人間の法で、人間の手で罰を与えさせなければ。
「では今宵の一品は…こちらです!」
小太りの男が大きく声を張り上げる。
舞台に置かれた檻の布が取り払われ…中にいたのは少女であった。
目隠しをされ、手枷、足枷をはめられている。病的に白い肌に着せられたぼろきれのような粗末な服から、ろくな扱いをされていないことがうかがえた。

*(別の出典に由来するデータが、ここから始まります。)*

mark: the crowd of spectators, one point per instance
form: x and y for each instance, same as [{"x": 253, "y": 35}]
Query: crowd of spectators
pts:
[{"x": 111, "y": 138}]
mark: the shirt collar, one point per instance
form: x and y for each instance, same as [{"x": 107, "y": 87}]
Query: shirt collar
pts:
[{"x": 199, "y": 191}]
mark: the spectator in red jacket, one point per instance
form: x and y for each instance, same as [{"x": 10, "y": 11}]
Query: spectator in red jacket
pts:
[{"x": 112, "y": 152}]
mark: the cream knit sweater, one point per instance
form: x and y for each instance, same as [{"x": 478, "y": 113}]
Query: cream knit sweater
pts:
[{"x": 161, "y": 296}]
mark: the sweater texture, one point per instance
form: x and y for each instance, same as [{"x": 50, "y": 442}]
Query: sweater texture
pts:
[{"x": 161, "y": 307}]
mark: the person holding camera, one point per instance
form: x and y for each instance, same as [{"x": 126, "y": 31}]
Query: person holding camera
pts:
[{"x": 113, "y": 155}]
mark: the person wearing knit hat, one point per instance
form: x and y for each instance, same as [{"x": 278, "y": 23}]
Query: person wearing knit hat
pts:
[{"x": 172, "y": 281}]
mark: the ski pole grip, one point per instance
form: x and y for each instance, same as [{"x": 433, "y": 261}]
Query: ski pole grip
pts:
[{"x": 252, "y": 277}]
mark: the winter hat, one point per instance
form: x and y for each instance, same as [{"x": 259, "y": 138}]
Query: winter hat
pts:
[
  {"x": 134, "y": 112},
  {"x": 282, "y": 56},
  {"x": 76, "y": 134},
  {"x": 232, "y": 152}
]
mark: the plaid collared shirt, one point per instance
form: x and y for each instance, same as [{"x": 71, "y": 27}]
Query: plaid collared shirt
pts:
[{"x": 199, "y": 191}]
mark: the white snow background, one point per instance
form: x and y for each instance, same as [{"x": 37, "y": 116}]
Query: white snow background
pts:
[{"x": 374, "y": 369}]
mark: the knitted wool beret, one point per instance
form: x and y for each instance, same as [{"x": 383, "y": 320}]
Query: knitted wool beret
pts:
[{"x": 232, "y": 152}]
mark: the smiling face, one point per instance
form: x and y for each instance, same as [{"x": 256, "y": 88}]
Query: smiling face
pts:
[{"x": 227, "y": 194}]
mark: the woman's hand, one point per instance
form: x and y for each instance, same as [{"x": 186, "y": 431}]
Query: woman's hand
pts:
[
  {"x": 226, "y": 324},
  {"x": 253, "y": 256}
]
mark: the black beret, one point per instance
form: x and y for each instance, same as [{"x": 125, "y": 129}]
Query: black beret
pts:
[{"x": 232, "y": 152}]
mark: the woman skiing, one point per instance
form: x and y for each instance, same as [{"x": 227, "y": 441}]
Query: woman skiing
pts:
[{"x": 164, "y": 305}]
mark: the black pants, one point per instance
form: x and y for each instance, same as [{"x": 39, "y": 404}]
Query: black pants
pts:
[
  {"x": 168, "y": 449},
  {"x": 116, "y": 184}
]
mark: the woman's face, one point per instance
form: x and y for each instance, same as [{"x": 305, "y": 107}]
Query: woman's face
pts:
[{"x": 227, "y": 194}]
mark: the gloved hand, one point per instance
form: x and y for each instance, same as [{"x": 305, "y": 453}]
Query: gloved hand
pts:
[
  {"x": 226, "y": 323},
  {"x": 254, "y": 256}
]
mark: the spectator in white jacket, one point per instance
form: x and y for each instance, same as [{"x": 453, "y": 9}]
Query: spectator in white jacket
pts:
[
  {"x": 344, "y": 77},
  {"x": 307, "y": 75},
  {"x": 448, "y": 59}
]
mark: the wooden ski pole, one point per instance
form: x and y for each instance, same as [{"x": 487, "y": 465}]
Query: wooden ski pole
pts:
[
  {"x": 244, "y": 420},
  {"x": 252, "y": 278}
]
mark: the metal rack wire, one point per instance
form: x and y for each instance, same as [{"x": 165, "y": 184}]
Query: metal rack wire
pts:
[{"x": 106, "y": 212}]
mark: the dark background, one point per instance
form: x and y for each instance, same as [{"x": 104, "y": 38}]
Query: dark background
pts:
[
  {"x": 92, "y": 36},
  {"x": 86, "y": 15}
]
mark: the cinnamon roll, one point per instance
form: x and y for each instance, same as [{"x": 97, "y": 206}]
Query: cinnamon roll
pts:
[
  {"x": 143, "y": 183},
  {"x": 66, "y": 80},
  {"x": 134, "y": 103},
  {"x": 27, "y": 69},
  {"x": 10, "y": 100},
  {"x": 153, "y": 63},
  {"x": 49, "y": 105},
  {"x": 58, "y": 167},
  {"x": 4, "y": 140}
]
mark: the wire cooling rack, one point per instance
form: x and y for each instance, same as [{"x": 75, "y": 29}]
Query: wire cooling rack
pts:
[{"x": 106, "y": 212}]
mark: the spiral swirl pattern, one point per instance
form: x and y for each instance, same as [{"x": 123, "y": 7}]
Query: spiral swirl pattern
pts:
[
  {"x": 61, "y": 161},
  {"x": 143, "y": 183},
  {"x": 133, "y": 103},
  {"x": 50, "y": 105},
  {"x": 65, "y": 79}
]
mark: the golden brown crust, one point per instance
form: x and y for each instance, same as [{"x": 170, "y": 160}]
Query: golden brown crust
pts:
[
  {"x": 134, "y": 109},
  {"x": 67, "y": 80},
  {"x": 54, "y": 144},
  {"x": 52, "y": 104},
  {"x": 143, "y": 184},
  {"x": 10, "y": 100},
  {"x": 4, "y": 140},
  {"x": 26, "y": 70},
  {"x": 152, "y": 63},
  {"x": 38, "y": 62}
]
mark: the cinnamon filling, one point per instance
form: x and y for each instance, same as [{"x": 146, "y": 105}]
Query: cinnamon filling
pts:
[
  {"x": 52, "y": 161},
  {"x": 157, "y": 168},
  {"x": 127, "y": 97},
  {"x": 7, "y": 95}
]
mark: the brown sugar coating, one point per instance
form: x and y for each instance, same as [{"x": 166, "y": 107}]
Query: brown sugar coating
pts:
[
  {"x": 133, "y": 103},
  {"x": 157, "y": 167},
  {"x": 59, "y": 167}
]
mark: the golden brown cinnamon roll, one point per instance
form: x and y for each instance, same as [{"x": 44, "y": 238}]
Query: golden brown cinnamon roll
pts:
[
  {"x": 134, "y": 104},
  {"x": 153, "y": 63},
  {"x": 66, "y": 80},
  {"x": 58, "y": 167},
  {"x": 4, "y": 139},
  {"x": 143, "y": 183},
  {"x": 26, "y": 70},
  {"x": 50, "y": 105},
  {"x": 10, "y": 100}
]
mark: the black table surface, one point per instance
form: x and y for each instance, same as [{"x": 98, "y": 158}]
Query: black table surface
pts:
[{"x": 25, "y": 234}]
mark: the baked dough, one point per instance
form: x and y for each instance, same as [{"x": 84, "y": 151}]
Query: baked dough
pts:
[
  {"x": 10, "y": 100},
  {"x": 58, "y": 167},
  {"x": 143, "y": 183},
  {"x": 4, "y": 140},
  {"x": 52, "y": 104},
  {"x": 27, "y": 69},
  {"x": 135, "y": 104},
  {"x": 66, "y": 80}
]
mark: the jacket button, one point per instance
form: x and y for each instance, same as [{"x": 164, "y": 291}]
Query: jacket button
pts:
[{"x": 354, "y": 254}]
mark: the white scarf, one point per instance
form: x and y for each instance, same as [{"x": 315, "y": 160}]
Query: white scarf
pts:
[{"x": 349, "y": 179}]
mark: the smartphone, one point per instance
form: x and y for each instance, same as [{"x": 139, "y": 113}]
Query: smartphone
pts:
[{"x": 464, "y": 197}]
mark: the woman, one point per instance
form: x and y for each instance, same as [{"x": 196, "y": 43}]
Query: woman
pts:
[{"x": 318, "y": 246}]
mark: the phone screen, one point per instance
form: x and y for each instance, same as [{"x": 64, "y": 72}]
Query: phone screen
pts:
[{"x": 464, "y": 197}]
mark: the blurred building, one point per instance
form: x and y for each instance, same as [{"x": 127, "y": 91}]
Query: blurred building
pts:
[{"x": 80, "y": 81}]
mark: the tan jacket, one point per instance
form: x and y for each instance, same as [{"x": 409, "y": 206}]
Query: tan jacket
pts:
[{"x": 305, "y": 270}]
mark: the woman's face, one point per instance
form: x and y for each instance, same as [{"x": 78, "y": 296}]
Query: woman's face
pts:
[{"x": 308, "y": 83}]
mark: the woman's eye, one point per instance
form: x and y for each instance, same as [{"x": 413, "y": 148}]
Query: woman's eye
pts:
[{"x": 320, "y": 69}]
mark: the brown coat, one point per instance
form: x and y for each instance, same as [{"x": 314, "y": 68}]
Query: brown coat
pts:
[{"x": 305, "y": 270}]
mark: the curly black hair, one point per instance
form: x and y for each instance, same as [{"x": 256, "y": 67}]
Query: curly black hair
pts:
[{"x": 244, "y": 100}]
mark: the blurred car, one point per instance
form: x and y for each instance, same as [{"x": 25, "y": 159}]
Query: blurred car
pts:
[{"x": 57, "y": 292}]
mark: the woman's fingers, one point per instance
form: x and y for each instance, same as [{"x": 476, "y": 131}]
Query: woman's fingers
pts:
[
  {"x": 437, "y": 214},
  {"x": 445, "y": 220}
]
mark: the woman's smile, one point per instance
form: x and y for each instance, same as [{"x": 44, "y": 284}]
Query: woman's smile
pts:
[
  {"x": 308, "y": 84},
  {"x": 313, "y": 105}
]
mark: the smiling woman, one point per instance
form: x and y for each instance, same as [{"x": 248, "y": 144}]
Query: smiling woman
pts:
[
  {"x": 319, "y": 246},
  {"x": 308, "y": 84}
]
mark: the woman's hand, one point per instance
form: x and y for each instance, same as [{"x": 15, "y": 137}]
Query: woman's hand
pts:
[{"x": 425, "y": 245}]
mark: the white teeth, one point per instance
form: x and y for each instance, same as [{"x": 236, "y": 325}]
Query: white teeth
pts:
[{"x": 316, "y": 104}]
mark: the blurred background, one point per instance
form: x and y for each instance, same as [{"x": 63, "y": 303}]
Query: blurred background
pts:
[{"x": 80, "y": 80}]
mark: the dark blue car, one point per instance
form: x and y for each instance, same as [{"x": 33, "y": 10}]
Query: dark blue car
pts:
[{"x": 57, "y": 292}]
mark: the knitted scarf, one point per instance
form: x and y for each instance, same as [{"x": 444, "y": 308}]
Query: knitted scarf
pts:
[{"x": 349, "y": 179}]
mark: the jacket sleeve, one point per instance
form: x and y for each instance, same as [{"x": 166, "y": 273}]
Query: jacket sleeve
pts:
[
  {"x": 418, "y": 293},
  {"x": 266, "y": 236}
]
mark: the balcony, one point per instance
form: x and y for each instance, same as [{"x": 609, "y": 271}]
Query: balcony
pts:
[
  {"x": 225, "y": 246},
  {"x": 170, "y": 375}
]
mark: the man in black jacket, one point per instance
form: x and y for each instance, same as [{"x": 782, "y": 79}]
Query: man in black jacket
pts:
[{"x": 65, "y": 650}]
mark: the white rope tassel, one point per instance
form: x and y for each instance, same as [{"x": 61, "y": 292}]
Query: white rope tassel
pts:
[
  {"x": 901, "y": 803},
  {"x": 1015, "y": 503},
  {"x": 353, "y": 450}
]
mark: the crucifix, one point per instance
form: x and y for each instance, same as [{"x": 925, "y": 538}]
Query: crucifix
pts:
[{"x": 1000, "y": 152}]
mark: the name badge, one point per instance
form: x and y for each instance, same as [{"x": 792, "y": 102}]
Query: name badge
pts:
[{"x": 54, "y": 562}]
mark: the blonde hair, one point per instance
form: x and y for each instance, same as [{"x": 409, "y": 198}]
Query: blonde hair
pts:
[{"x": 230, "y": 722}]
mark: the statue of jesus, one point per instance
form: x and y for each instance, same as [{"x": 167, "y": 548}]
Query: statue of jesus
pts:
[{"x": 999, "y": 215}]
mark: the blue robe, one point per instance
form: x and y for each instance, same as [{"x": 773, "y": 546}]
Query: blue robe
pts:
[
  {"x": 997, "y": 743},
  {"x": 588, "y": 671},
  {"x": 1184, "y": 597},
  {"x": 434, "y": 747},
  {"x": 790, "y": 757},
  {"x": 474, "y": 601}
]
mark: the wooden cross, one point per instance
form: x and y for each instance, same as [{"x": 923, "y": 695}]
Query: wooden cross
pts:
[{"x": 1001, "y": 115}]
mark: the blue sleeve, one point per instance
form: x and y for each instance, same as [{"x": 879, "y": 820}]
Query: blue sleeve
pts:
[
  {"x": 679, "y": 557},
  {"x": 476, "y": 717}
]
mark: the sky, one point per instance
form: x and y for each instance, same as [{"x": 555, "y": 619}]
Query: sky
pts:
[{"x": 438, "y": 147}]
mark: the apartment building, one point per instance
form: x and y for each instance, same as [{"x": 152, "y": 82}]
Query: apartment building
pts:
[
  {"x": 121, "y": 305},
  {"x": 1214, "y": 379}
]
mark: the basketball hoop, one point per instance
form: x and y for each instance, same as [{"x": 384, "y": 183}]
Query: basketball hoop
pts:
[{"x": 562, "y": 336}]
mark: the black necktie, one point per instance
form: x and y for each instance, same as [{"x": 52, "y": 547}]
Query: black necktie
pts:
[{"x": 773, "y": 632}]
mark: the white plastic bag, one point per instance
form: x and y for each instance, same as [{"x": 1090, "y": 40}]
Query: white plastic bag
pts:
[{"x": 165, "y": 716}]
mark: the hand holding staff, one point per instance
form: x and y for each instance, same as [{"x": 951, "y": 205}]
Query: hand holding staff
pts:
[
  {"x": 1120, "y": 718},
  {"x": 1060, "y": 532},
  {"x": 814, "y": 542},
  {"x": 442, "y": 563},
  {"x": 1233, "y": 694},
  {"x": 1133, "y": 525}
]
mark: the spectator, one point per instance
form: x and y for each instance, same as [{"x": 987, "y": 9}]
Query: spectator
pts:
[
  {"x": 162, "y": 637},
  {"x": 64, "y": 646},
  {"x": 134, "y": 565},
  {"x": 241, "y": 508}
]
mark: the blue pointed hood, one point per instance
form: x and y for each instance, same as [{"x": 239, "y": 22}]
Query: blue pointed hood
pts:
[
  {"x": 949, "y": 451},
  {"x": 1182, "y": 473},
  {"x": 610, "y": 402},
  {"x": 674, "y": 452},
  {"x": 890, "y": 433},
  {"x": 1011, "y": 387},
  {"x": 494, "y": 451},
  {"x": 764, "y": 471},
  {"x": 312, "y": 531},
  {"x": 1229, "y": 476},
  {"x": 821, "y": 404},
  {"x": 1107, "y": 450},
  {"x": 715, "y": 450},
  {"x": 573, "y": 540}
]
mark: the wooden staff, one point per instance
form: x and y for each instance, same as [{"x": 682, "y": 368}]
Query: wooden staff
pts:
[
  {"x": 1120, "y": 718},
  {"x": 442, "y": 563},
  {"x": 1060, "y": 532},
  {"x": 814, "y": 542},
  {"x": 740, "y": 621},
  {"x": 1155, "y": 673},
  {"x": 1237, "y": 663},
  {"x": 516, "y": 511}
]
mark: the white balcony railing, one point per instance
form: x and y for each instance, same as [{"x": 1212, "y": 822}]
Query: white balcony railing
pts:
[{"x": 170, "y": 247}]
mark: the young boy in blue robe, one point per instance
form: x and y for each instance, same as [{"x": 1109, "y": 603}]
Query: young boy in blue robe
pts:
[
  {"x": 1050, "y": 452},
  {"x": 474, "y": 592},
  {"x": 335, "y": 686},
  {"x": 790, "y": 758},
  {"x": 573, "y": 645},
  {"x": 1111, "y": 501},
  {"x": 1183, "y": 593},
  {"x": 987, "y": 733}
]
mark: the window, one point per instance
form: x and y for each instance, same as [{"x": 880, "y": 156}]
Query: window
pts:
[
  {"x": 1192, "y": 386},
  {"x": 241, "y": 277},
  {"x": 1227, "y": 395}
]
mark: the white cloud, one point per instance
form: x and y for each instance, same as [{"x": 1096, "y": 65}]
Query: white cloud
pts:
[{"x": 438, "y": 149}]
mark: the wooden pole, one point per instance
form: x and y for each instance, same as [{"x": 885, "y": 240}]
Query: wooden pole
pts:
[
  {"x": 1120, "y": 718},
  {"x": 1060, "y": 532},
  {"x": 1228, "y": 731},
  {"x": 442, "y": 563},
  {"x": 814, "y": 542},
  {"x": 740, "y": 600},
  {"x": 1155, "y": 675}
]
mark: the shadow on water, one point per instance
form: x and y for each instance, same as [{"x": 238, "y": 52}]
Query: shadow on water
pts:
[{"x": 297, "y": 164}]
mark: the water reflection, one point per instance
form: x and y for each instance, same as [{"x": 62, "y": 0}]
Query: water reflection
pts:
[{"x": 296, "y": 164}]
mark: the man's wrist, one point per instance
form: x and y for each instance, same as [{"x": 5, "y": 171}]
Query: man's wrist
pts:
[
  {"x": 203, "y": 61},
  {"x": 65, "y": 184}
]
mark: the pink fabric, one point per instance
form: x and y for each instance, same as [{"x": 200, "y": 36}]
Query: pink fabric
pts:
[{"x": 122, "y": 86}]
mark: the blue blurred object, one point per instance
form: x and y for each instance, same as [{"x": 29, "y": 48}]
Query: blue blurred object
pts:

「竜として戦わせるもよし、吸血鬼として血を吸わせるのもよし!こうして人に化けることも可能なので…どうするかはお客様の自由!」
その男の目は金への欲に濁っていた。
本当に魔族を道具としてしか見ていないようであった。
虫唾が走った。我慢ならなかった。
「お値段は金貨百枚から!さぁ今宵の落札者は…」
男が甲高い声で早口にまくしたてようとした、そのとき。
があんっ!と耳をつんざくような破壊音が響き渡った。
その場にいる全員が目を見開いた。
…檻が粉々になったのだから当然だ。
ひ、と人々が息を飲む中。
「…今、あんた魔法を使ったの…?」
目で追いきれなったらしいミコトが困惑した様子で問いかけてきた。
…その通りである。あまり使いたくなかったが。
鉄屑と化した檻。しんと静まり返った会場。
「…後始末は任せた」
頷くスバルとやや怯えたミコトを尻目に。
客席を飛び越え、ボクは半竜の前に降り立った。